この物語は柄本さんが人を振り回してるように見えて、佐知子が人の心を随分かき乱してた。
でも石橋静河さんという方は独特で、「女」でありながら女としてぶつかってこないんですよ。
いや、体の関係まで早いから最初は女を前面に出しているけども、関係深まるごとに女じゃなくて「人」になっていく。
これは「窮鼠」の成田凌さんにも感じたことであり、また図々しいながら「自分と同じ」という重ねやすさがある方。中性的な仕草や声がとっても魅力なのです。
男は結局、「人」を求めるのであって、女が欲しいわけじゃないんじゃないか。
やっぱ窮鼠とつながっちゃうけど、「女」とか「男」で自分を埋めようとするうちは、どこにも到達しないような。石橋さんを見てるとそこまで思っちゃいます。
ありのままの人間としてぶつかっていく。だから関わった人みんなから愛されるのだと思う。あくまで役の話だけど。
それは、同じ本屋のバイト女子大生との対比で浮き上がることでもある。
あの女子大生すんごい肉食女子だったな。
「あとちょっとだけ…ね?」
と男子をさらなる夜へと誘う折に、親指と人差し指で「ちょこっと」を表現して目の高さに掲げる女ですよ。
もちろん上目遣い。
柄本さん演じる「僕」はこういう女を好きにはならないだろう。きっとたぶん。
柄本さんと石橋さんが重なると、柄本さんの大柄さがよくわかる。
男の人を好きとか「男だ」と感じるときは、そのたくましさの中に自分がいると思えるとき。
でも同じ背格好で感情の振幅も似たような、双子みたいな人を目の前にしたときのあの通じ合いもまたなんでしょうねと。
自分はこれから女として生きていくのかそれとも分かり合いの中で生きるのか。
もちろん両方ってことがあるにしても、「女」を意識させられる人とは長く続かないのかもしれない。
でも続けたくなるから苦しくなるのであって。一生女でいたいと思う苦しみ。
(一生女でいたいと思わなくなれば苦しくなくなる)
石橋さんと柄本さんは太陽150度というわけですが、この150度というのはやっぱり恋愛が美しくなるのです。
たとえ別れてもなかなか忘れられない・忘れたくないほど景色もお店もなぜかドラマの一コマみたいに印象にこびりつく。
だけどソフトアスペクトと出会ってしまうとそっちのしっくり感が居心地よくなってしまう。
この映画はまさにそんな物語でした。
「やっぱり誠実じゃなかったんだ」
石橋さんが柄本さんに興味抱き始めのときに言ったこと。
それが魅力なんだと石橋さんが誘う。
この石橋さんの目がすごかった。あなたに興味ありありという視線。私にはできないな…。

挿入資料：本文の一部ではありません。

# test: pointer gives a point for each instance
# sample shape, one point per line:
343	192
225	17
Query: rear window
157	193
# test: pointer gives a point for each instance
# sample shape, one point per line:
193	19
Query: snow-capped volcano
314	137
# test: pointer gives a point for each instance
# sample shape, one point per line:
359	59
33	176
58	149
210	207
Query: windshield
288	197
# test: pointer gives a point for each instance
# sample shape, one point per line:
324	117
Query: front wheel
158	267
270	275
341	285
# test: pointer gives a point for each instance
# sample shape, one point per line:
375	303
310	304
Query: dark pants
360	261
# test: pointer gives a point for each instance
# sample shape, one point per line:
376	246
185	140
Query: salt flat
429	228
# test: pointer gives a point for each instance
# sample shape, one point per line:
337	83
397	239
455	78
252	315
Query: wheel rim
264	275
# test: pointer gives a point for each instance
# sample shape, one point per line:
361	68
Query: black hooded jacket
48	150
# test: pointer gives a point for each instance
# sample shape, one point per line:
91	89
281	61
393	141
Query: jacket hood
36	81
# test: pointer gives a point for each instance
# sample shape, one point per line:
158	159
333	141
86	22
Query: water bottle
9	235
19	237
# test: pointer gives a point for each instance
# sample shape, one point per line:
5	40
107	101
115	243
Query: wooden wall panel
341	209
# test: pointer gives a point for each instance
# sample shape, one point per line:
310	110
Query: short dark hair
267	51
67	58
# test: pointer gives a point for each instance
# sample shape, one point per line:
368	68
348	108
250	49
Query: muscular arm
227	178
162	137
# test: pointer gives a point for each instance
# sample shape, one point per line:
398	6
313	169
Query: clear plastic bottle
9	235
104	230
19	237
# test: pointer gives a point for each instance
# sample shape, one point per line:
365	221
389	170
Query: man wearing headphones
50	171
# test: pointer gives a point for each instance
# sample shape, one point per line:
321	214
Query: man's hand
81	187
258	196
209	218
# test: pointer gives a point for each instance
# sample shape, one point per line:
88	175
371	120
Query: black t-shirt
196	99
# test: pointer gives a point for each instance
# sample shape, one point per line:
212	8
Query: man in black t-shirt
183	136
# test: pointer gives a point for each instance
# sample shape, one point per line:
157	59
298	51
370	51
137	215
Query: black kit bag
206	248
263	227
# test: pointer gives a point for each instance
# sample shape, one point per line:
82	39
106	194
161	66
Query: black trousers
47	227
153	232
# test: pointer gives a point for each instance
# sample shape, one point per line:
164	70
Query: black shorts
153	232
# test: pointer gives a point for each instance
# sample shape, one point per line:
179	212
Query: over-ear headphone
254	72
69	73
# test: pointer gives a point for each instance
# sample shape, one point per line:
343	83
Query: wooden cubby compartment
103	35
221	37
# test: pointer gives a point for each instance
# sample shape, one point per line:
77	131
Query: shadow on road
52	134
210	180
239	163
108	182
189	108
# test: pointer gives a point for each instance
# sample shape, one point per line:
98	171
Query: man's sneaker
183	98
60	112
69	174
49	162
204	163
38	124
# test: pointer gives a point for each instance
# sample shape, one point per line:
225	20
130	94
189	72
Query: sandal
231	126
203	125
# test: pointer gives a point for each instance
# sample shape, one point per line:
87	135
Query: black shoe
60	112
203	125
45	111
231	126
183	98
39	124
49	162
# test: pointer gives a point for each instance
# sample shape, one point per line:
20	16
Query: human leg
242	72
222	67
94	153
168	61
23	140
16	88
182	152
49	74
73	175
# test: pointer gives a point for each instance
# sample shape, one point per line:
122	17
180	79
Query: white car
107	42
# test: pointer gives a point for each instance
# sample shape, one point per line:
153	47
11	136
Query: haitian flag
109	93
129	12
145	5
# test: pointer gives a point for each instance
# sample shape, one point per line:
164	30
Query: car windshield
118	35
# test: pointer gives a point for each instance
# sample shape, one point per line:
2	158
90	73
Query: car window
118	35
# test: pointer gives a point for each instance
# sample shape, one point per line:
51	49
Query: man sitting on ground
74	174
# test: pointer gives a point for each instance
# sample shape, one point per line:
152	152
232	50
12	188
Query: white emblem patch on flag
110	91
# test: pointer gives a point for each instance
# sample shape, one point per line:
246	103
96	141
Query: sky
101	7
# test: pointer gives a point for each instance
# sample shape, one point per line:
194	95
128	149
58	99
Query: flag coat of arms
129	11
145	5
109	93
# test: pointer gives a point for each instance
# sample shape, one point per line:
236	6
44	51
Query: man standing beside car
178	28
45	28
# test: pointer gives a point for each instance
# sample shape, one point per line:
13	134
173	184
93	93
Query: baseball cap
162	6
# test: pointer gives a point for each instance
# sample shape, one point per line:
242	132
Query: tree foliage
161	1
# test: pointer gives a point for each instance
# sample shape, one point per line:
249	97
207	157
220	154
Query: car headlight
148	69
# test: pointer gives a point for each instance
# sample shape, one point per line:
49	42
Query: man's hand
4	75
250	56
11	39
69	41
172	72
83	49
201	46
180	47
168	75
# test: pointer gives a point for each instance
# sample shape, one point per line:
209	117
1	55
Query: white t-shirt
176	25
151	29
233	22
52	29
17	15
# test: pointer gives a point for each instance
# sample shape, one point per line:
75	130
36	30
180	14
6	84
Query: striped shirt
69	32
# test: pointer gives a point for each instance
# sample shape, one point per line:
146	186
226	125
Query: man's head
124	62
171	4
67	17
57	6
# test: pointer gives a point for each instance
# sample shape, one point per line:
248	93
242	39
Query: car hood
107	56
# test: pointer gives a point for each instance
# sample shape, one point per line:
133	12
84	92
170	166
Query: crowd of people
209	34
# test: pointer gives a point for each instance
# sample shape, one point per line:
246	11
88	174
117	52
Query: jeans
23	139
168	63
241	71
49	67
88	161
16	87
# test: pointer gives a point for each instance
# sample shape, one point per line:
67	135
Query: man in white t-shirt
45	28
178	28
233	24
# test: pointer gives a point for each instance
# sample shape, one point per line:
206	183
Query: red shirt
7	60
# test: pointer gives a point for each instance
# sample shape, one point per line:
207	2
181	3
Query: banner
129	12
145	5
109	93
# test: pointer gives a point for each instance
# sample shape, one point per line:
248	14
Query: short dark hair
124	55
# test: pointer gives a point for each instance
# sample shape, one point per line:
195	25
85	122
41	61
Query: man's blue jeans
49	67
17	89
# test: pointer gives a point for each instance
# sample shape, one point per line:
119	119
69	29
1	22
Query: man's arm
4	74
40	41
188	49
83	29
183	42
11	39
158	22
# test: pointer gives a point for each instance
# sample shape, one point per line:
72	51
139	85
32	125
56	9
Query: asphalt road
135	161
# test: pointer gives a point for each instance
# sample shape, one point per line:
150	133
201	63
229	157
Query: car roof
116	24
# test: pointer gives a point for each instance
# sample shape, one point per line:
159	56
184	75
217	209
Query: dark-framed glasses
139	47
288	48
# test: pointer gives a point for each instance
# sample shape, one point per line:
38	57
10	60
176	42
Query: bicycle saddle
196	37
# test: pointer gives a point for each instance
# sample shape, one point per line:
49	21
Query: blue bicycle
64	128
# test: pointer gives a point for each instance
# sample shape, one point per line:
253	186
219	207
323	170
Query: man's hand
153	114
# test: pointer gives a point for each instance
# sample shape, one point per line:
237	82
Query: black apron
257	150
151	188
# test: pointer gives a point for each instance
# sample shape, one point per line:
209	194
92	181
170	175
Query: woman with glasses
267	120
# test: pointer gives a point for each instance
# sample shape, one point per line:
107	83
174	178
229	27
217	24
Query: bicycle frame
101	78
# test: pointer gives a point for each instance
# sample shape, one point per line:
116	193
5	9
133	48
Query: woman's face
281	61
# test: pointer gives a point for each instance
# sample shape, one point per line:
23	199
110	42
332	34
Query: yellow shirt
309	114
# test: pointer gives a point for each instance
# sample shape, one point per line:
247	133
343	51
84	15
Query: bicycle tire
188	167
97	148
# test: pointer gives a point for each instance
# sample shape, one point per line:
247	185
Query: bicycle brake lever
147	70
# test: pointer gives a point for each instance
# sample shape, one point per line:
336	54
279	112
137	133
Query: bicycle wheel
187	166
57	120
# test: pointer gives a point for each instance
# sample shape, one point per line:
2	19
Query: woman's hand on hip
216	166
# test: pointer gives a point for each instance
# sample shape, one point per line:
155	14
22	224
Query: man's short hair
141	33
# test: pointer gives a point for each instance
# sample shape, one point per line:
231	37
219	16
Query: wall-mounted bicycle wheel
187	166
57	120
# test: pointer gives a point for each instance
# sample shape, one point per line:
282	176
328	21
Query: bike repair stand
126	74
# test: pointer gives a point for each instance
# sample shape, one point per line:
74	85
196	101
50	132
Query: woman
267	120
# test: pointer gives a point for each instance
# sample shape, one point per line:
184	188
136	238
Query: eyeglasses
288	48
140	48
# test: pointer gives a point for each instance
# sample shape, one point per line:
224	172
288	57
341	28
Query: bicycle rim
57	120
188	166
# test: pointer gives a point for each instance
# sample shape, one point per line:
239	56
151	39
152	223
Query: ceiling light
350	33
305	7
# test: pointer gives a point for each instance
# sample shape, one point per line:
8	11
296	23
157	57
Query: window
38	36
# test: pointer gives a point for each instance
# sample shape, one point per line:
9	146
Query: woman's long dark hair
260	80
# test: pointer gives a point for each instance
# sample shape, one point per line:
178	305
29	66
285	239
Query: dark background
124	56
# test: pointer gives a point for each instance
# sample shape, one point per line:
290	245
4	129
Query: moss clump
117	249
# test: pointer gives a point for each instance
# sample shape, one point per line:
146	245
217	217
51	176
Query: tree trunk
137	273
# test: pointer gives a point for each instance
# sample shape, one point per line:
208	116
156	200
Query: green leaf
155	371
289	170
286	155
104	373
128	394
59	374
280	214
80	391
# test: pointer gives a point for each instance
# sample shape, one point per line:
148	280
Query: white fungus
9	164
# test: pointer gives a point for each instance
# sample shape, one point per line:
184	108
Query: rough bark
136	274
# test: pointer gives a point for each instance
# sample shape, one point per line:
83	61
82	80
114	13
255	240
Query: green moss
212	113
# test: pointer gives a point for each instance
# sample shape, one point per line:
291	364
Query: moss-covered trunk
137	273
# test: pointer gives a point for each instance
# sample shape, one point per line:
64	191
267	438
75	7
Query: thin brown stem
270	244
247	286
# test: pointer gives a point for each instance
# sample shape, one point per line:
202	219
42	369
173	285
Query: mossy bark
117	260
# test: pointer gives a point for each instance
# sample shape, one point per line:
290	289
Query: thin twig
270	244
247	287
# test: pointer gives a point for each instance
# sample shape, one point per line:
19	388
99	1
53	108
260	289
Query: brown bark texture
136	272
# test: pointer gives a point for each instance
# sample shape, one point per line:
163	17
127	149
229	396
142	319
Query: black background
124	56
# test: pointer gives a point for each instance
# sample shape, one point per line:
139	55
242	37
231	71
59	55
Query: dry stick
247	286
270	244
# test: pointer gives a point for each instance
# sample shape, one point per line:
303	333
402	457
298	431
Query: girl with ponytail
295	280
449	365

そして「俺すんごい興味持たれてる?」と感じつつさらっと流す柄本さんの表情もなんだか懐かしい。
平成の青春男女という感じ。
誠実さってなんでしょうね。
佐知子は柄本さんと同時進行で店長(萩原聖人さん)との交際が続いてて、「めんどくさい関係なしね」と柄本さんに軽く釘さし。
それが手軽にできそうだから柄本さんに興味抱いたんだとも思うし、それでも誠実さはあるはずと、進んで見出したかったんじゃないかな。
表面的には「別にこういう関係でいいじゃんね」というライトさで始まる。
やがて「ちゃんと向き合ってほしい」ということを求めるのは佐知子。
ちゃんと嫉妬してほしい。なぜオール「いいんじゃない?」が愛に欠けてるように思うのか。
いいんじゃない?=どうでもいいんじゃない?って聞こえてしまう病?
柄本さん演じる「僕」は、どう転んでもマイノリティーに転がる男に思えた。佐知子はそれに気付いて惹かれていったのかも。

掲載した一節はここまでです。